In Japan and Mexico, action by cities, regions, and business could help governments meet current national targets. In China, India, and the European Union, they would help governments overachieve their pledges. In Brazil, Canada, Indonesia, South Africa, and the United States, cities, regions and businesses can help close the gap between current policies and national targets.
However, local governments and corporations worldwide could make even greater emissions cuts when they come together to address common goals through joint initiatives, often alongside national governments. The 17 high-performing international initiatives analysed in this report could reduce emissions by 18 to 21 GtCO2e per year by 2030 beyond current government efforts. These reductions equate to nearly one-third of global greenhouse gases – enough to keep the global temperature rise within 2°C, rather than the 3°C or more that national pledges under the Paris Agreement are on track to reach.

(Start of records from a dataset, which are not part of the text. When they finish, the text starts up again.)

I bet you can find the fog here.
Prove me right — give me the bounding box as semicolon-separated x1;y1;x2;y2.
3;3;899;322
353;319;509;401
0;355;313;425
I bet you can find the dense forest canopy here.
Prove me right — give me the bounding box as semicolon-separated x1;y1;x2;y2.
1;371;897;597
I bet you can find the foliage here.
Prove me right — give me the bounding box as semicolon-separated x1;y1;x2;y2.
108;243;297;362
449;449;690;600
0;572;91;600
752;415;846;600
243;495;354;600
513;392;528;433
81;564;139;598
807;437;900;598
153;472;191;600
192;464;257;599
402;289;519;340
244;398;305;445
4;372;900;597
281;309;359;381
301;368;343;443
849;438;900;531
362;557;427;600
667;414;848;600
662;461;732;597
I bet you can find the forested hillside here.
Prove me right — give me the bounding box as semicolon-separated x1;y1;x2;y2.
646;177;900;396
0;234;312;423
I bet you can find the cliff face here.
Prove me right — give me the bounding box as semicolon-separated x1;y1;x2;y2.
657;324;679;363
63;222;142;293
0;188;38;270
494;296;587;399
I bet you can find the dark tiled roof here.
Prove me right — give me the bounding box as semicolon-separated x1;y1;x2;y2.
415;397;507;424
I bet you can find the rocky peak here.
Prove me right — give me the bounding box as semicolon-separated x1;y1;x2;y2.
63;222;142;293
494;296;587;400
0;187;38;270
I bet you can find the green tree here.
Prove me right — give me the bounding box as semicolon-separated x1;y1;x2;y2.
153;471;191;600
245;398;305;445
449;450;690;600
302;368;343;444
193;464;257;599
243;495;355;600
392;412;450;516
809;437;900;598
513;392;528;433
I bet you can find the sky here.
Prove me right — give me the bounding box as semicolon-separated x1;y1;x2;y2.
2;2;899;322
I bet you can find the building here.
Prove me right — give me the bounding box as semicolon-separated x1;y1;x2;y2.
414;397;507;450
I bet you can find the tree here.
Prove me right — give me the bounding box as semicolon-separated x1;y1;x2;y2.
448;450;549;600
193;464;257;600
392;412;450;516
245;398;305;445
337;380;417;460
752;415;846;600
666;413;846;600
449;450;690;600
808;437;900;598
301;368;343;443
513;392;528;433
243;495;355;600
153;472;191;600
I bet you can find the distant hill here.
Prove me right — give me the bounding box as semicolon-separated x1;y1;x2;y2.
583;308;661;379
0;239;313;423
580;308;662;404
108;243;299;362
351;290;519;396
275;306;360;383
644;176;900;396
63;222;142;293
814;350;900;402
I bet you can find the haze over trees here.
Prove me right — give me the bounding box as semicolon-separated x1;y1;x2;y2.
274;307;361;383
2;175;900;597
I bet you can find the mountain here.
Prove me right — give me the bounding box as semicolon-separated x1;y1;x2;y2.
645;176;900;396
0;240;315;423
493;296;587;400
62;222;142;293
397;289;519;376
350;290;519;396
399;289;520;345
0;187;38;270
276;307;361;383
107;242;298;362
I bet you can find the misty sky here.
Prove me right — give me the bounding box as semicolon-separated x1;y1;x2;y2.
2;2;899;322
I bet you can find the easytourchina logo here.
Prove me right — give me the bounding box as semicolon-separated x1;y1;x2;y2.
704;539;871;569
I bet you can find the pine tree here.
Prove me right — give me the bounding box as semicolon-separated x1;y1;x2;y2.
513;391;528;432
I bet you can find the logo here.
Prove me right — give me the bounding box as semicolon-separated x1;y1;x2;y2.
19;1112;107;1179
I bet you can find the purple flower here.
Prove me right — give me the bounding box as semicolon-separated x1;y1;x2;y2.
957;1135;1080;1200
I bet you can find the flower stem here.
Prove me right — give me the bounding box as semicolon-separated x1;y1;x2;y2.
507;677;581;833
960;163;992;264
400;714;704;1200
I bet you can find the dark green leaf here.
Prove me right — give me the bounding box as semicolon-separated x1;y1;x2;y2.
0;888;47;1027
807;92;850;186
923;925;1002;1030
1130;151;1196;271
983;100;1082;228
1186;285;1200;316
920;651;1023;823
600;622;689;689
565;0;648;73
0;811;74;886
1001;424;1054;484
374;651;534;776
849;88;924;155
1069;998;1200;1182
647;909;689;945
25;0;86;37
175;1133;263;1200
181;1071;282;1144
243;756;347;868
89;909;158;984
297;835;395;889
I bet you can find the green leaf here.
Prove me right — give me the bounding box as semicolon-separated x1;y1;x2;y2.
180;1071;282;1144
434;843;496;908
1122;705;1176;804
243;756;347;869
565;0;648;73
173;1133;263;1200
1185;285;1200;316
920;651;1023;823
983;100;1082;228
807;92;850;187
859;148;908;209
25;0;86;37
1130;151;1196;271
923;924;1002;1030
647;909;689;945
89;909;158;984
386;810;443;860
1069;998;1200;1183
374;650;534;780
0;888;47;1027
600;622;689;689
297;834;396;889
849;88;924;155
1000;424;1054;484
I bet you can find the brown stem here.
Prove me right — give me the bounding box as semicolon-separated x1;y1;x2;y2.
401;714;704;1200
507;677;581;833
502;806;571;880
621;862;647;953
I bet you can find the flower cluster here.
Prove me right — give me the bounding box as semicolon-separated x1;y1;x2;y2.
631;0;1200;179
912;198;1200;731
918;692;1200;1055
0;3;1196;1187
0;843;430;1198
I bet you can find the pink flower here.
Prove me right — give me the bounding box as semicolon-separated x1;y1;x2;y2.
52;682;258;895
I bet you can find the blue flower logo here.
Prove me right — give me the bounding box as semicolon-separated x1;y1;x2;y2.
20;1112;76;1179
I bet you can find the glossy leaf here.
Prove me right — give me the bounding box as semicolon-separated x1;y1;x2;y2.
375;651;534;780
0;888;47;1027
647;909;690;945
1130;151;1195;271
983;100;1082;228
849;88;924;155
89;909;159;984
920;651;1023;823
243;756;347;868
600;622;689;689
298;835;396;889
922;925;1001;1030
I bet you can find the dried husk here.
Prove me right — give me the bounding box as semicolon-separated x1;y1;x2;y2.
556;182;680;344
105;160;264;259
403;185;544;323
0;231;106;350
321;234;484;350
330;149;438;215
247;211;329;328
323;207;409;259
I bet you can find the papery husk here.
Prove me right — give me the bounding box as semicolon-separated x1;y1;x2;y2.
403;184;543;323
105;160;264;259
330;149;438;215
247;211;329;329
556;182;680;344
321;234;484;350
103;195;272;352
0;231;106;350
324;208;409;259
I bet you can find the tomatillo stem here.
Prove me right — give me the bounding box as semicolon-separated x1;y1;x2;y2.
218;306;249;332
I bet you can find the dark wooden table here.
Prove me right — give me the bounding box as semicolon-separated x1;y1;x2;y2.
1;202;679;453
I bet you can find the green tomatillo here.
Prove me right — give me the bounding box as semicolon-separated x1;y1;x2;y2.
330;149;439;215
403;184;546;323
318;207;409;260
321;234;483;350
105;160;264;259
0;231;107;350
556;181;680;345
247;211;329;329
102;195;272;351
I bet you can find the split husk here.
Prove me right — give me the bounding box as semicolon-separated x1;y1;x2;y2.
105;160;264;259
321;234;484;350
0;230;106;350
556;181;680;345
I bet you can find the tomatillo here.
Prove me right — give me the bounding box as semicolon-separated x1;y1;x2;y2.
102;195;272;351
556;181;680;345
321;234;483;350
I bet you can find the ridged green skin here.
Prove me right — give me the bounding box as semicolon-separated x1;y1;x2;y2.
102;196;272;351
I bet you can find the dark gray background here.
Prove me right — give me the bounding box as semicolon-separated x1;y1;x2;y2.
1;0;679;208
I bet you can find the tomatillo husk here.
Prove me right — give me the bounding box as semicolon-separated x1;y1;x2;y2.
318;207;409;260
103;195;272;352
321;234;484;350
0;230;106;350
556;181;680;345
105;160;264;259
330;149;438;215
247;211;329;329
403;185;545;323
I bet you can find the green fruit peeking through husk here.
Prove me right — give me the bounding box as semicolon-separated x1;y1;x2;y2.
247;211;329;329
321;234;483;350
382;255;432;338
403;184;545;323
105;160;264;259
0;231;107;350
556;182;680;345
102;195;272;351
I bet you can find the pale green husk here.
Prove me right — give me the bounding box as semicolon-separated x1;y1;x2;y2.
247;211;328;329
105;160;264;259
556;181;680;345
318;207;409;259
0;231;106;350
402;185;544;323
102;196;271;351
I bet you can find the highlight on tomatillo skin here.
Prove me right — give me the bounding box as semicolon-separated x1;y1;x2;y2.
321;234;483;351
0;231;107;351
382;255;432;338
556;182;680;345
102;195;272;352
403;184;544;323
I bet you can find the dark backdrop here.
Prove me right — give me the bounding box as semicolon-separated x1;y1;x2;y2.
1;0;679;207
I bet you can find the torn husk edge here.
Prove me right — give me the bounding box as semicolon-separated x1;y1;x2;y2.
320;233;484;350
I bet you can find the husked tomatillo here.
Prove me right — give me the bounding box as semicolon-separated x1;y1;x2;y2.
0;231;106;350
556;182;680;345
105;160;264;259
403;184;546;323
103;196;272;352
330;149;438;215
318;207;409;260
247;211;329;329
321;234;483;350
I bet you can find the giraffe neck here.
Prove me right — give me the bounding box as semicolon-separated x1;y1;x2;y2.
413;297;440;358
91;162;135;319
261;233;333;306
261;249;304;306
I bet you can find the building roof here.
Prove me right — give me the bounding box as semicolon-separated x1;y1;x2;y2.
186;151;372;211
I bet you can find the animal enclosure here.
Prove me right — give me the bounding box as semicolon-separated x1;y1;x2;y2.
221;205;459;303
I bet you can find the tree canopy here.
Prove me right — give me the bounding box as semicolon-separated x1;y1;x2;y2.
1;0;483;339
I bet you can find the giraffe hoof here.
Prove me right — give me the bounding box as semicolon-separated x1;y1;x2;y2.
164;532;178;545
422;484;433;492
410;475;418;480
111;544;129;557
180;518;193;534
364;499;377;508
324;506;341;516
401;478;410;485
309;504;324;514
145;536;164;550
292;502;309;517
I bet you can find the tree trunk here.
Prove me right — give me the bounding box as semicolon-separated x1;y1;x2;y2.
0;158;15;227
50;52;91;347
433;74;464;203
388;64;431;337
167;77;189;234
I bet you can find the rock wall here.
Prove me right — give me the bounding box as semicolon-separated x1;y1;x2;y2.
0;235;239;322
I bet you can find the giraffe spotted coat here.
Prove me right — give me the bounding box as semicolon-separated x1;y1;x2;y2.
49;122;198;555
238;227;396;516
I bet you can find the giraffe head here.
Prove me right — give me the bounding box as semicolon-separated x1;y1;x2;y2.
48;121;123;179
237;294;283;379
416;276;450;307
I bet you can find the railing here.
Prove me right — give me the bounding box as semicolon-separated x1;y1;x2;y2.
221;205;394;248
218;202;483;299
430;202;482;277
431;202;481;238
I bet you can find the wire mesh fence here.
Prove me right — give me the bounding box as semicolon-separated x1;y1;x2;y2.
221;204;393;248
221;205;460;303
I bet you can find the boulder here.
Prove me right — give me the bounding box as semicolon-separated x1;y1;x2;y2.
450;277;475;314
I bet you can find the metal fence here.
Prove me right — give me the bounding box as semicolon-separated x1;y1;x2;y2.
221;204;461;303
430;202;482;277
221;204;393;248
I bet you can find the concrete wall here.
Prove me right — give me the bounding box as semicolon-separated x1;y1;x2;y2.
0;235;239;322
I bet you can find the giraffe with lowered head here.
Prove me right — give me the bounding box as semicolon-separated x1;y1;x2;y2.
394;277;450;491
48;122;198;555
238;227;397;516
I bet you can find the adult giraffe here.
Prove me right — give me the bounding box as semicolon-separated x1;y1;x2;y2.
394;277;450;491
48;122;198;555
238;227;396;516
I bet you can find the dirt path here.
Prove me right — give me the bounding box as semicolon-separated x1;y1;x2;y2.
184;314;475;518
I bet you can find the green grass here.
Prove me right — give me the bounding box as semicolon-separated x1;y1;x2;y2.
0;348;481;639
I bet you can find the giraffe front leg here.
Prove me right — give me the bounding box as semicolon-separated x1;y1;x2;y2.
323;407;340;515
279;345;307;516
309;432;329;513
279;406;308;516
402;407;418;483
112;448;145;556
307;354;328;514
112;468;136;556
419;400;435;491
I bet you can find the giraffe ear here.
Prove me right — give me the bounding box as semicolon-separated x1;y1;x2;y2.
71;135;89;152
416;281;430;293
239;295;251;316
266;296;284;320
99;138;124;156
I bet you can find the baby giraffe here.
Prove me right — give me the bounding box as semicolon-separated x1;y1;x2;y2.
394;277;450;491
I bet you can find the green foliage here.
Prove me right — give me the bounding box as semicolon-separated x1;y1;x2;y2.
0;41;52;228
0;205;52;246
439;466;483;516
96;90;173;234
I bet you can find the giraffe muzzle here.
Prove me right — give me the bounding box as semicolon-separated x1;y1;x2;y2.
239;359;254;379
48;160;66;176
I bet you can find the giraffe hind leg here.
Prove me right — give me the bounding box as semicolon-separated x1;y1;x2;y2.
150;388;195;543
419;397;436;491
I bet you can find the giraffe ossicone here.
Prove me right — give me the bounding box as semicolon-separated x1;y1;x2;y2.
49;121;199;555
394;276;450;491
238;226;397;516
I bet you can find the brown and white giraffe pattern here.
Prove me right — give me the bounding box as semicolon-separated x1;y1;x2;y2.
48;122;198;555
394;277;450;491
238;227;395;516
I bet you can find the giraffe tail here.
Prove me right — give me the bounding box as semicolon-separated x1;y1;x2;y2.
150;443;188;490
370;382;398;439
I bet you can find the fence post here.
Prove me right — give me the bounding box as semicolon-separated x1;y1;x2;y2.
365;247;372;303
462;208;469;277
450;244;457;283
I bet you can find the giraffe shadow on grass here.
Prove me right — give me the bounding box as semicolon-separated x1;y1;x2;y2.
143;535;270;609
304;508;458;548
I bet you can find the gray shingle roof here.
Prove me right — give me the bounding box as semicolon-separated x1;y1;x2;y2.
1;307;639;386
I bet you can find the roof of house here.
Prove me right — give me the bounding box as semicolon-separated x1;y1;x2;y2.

All of this potential is promising, but it will only be achieved with substantial work. The international initiatives must expand their memberships, scale up their work, and ensure they do not displace climate efforts elsewhere. Individual local governments and companies must work to make their commitments reality. And better data and reporting is needed to measure additional climate action outside of national governments, which could not be assessed in this report.
Yet even if all these commitments are fully met, they are not enough to keep the temperature rise to 1.5°C, which the Intergovernmental Panel on Climate Change says will significantly limit devastation for millions of people, plant and animal species compared to 2°C. The global economy is still ill-prepared to protect humanity from the worst impacts of climate change and urgently needs stronger and faster action from all national, local and private sector parties.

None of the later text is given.